If you want to pay off a credit card, you need to call the company and find out how much the balance will be when your payment clears their facility or just figure it yourself and pay more than the statement shows based on when your payment will clear. If you pay more than the principal plus interest when your payment clears, then the credit card company will apply the surplus toward the next statement or refund it to you on request.
One final tip: If you have balances on several loans, pay the minimums on all but the loan with the highest interest rate, and then pay all you can toward that highest-rate loan. When that one is paid off, hit the next highest-rate loan in turn, and do not decrease the amounts you pay on all your debt. For example, if you pay $2,000 per month on all your loans, then keep paying $2,000 per month on all your loans as you pay them down until you pay them all off.

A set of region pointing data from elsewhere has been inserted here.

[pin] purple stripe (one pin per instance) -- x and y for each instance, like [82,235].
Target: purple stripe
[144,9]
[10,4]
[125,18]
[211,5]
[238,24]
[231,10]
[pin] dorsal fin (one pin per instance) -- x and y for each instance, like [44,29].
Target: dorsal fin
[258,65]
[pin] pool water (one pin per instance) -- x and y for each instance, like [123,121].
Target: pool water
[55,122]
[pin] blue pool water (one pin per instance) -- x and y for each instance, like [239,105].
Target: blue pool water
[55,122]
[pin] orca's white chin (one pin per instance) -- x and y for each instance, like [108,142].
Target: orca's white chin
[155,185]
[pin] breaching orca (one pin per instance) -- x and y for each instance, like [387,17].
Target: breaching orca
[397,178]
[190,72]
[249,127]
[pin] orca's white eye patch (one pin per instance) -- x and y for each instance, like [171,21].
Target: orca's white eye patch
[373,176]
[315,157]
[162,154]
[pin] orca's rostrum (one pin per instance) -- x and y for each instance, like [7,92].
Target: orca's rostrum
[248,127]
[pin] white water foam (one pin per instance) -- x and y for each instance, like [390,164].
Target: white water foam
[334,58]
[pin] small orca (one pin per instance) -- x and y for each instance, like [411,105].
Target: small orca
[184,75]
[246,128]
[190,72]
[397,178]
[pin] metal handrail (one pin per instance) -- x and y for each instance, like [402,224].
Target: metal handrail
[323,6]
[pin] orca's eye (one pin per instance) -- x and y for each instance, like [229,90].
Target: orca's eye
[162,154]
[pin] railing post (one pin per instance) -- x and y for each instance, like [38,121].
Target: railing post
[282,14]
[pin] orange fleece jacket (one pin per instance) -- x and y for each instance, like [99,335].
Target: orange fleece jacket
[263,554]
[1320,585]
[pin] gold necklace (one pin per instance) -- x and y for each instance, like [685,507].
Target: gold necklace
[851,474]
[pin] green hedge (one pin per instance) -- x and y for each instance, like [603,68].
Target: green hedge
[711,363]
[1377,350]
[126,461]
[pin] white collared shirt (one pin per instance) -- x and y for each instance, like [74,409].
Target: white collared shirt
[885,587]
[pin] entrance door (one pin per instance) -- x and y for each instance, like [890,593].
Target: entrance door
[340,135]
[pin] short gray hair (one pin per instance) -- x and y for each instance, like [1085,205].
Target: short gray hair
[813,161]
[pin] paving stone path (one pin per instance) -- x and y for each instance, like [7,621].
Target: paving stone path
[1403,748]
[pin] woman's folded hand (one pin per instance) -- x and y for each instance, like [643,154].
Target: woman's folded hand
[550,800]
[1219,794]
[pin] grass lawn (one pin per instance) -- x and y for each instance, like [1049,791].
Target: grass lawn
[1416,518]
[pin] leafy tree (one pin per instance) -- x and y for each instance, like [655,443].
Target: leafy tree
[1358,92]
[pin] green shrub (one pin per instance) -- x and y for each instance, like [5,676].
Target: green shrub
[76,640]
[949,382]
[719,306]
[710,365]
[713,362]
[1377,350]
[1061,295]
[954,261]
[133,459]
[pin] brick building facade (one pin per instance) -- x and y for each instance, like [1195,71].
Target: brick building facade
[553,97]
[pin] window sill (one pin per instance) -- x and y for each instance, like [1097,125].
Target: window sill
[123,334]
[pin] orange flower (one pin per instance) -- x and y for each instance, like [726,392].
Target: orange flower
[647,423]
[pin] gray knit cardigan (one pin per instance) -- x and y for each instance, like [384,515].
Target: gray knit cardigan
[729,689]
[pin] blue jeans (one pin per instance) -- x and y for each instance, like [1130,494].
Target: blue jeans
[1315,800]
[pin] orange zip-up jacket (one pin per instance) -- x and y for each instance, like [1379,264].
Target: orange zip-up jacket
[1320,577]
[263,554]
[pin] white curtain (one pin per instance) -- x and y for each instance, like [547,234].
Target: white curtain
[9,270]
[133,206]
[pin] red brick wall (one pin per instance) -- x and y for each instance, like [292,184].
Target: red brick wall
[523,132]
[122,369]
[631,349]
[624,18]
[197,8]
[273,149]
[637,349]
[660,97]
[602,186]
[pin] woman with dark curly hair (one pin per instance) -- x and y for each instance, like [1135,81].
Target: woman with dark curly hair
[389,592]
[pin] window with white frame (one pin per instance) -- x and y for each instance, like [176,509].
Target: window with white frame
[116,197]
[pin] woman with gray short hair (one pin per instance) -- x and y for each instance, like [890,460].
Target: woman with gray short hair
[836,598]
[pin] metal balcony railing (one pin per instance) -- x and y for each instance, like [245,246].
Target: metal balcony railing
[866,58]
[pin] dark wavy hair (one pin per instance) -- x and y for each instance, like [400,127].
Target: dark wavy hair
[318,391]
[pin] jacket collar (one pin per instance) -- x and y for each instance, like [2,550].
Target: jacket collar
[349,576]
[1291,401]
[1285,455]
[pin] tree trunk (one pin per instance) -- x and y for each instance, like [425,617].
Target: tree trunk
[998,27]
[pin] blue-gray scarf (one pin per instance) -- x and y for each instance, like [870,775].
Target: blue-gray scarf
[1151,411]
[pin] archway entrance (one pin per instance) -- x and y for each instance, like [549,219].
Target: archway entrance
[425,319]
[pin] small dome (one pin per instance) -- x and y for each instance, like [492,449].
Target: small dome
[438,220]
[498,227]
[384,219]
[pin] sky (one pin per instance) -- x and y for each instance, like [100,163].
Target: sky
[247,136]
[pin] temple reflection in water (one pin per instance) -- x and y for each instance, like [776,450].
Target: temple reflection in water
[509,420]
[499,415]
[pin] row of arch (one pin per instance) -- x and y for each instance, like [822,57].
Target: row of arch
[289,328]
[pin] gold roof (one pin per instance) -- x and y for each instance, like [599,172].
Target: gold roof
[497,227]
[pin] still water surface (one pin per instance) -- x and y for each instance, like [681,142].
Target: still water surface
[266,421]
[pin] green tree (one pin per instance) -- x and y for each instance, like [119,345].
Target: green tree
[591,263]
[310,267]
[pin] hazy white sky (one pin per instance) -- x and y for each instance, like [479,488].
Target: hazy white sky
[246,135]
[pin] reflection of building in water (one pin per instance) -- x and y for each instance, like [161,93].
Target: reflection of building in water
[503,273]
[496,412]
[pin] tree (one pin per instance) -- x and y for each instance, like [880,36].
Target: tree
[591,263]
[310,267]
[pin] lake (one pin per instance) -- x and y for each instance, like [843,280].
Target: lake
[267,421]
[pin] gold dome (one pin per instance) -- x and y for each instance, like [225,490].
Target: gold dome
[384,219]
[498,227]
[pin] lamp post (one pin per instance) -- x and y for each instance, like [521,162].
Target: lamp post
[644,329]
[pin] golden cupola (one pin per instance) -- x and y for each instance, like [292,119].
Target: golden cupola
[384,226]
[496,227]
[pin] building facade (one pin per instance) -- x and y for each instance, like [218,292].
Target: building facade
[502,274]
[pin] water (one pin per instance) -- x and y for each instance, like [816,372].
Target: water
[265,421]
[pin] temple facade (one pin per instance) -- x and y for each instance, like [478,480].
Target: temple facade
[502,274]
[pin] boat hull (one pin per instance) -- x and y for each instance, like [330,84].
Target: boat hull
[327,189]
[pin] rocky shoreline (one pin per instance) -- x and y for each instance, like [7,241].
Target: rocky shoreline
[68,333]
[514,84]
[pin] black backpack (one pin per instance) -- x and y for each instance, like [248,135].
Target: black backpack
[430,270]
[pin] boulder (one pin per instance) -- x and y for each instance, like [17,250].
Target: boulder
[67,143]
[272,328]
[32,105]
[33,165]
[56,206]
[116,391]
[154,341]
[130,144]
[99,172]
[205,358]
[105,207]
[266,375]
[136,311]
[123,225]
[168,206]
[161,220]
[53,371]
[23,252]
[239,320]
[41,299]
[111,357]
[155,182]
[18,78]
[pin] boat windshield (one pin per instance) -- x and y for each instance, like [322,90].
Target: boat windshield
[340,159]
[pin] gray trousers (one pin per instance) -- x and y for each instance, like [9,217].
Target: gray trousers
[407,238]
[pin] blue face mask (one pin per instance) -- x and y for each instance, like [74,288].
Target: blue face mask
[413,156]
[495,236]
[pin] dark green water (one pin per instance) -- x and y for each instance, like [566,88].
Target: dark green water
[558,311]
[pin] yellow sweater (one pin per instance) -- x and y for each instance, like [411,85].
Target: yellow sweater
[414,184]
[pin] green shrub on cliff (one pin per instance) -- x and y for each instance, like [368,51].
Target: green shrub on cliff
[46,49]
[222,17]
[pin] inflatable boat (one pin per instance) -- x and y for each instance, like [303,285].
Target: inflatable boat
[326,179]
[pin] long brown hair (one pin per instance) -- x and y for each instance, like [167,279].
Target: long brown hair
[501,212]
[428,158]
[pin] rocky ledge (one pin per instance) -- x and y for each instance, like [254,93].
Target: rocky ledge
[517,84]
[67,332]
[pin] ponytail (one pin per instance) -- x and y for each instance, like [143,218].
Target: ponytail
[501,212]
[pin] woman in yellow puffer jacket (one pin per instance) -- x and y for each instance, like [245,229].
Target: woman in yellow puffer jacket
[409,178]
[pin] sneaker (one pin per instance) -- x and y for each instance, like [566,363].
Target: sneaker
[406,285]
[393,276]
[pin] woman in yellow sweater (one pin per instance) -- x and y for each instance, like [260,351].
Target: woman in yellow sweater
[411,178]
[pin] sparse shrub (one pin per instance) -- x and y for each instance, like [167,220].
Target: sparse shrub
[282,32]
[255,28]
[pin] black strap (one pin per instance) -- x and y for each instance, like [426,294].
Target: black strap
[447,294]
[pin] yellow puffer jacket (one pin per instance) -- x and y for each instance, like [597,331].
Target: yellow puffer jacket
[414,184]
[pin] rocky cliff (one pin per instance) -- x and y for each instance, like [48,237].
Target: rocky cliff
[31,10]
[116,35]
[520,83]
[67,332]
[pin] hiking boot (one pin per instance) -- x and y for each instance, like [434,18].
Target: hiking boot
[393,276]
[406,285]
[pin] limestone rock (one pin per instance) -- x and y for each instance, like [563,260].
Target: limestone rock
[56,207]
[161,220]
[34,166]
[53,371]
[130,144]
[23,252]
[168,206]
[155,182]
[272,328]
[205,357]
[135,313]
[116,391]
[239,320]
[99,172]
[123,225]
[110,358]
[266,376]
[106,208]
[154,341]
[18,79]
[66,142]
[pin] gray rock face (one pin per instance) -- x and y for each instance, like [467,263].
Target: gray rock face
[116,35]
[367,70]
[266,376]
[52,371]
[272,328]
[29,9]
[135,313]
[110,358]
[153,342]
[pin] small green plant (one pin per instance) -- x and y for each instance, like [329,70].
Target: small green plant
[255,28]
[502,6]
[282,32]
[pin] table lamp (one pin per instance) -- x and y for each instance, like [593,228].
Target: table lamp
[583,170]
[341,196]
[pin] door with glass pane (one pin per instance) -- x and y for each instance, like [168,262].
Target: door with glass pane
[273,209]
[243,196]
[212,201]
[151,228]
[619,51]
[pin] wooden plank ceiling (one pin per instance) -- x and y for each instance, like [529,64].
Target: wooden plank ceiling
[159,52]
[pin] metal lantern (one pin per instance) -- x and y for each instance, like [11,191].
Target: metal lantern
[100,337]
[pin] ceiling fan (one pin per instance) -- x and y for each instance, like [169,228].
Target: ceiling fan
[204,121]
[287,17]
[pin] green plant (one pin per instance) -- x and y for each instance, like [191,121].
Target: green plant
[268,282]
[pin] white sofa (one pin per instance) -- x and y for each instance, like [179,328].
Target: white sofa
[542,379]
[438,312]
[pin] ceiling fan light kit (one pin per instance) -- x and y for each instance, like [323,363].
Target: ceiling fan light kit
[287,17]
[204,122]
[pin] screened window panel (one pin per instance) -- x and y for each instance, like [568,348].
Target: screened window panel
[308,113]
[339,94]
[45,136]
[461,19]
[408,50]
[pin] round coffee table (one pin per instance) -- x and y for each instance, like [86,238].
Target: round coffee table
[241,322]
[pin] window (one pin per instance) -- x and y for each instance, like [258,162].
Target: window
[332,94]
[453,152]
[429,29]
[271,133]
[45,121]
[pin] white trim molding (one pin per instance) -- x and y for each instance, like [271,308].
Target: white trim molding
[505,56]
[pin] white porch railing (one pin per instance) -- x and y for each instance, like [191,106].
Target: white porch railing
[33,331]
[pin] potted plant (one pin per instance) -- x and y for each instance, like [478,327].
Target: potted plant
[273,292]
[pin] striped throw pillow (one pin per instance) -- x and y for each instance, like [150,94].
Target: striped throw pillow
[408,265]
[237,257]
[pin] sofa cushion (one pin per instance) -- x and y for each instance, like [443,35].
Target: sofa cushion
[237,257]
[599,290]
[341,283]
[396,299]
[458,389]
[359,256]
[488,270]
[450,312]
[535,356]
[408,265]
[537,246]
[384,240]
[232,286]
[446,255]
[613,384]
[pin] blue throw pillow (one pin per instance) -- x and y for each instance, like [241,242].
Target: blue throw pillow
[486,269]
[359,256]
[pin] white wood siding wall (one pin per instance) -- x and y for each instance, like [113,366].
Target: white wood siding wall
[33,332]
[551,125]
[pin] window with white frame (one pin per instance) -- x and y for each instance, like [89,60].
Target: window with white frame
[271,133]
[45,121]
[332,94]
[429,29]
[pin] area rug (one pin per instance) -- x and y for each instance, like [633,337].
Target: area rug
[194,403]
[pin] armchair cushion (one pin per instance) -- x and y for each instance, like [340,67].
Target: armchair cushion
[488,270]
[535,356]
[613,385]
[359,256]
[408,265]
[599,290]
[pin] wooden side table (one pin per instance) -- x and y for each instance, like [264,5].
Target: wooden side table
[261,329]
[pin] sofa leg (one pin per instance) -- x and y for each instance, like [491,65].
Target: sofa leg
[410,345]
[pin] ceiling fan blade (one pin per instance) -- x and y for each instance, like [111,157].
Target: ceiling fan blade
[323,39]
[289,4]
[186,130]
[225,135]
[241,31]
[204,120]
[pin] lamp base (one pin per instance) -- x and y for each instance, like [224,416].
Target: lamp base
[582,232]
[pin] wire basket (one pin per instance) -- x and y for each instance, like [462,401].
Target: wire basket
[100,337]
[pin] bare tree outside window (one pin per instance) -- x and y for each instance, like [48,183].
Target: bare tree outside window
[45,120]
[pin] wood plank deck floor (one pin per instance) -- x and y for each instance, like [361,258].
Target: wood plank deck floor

My Dad used to say, "Paid for is a good color." He was usually talking about cars, but the statement applies to any debt. With plastic, that's the color we need to work toward no matter what credit cards we carry.
My credit card debt haunted me for decades. A bunch of bad decisions in my younger years and living below the poverty line caused me to build that debt buying food and gas. No matter what, I always made the minimum payment. Those balances would keep getting bigger when we were broke, but we always paid the minimum. The interest rates high but were so much better than those payday loan centers. It took over 30 years but I finally paid off those cards and came out the other side with great credit for both me and my husband. We worked hard and finally bought our own home. (We'd been living in cheep trailer parks for most that time.) We aren't ashamed to have family visit and hope to retire here.
How do you eat a whale? One bite at a time. Just keep eating at it!